La bataille rangée qui oppose les partisans de Pascal Affi N’guessan à ceux de Laurent Gbagbo au sujet de la présidence du FPI a fini par prendre une tournure judiciaire. Et du coup tous les regards des observateurs de la scène politique sur les bords de la lagune Ebrié étaient braqués sur la Justice ivoirienne. Depuis hier lundi 29 décembre 2014, on connaît la suite de l’affaire : le juge a ordonné le “retrait” de la candidature de Laurent Gbagbo, qui a été “présentée sous forme de proposition de candidature émanant de tierces personnes”, et non sous forme de “demande manuscrite émanant et signée de lui”. L’argument du comité de contrôle – organe en charge des élections au FPI -, selon lequel les statuts du parti autorisent tout militant à “émettre une proposition de candidature” a donc été balayé par le juge.

 

Voilà donc Pascal Affi N’guessan qui marque ainsi une deuxième victoire d’étape puisqu’auparavant le 4e congrès du parti, initialement prévu du 11 au 13 décembre dernier, a été annulée suite à une requête introduite par les pro-Affi N’guessan. Cette nouvelle sentence  semble être une confirmation de la première. Mais ce n’est pas pour autant que le cessez-le-feu interviendra dans cette guerre civile politique qui mine depuis quelque temps le principal parti d’opposition de la Côte d’Ivoire.
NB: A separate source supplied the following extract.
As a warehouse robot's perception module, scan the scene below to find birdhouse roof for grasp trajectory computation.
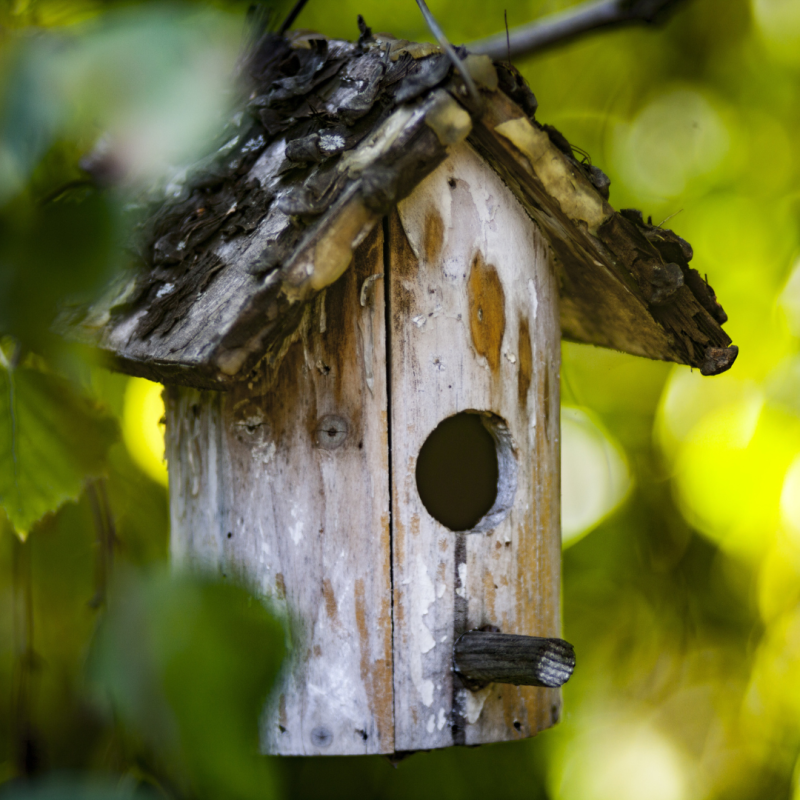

En effet les partisans de l’ancien président n’en démordent pas puisqu’ils viennent de faire appel en dénonçant “l’intrusion de l’Etat dans le fonctionnement du FPI et la décision de justice”.

L’appel étant suspensif, cela signifie que non seulement Affi N’guessan, qui a eu raison ne pourra pas faire prévaloir ses droits pour le moment, mais pire les activités du FPI restent gelées. On ne sait pas quand est-ce que le tribunal tranchera de nouveau et pour la dernière fois ce nœud gordien, mais à coup sûr, c’est l’ex-parti au pouvoir qui sortira non seulement affaibli de ces querelles intestines mais surtout accusera un retard dans cette course à la présidentielle de 2015. Comme nous l’avons écrit dans nos précédents éditos, tous ceux qui veulent que le FPI soient toujours dirigé de loin, c’est-à-dire à partir de la prison de la CPI où est écroué depuis 2011 Laurent Gbagbo, ne sont ni plus ni moins que des imposteurs, voire de véritables fossoyeurs de leur propre parti. A moins que ce ne soit là l’expression de quelque subterfuge visant à diriger le navire FPI par procuration. Mais s’il y a quelqu’un qui doit rire sous cape des misères du gbagoland, c’est bien Alassane Ouattara qui n’en demandait pas mieux. Car avec la possibilité d’une candidature du PDCI/RDA, malgré la décision unilatérale de son président, Henri Konan Bédié, de soutenir le chef de l’Etat sortant, 2015 s’annonce autrement plus compliquée pour ce dernier.

 

Abdou Karim Sawadogo

 

Dernière modification lesamedi, 03 janvier 2015 11:32

Commentaires   

0 #1 ka 30-12-2014 09:58
C’est de la bonne justice, car le même cas allait se produire au Burkina dont les responsables du CDP ont demandé pardon au peuple Burkinabé et voulaient par la suite réintroduire la candidature du président Blaise Compaoré qui n’a jamais démissionner du parti, et le pire selon nos lois, c’est que Blaise Compaoré est toujours président du Faso car il n’a pas terminé son mandat, il a simplement pris la fuite ainsi que le président de l’assemblée Nationale qui a la clé du pouvoir. Ce que je ne comprends pas les attitudes des responsables de ces deux partis, ’’’’’FPI et CDP’’’’’ c’est leur manque d’objectivité sans les deux ex-présidents. Comment voulez-vous qu’un peuple donne sa confiance a un fantôme ?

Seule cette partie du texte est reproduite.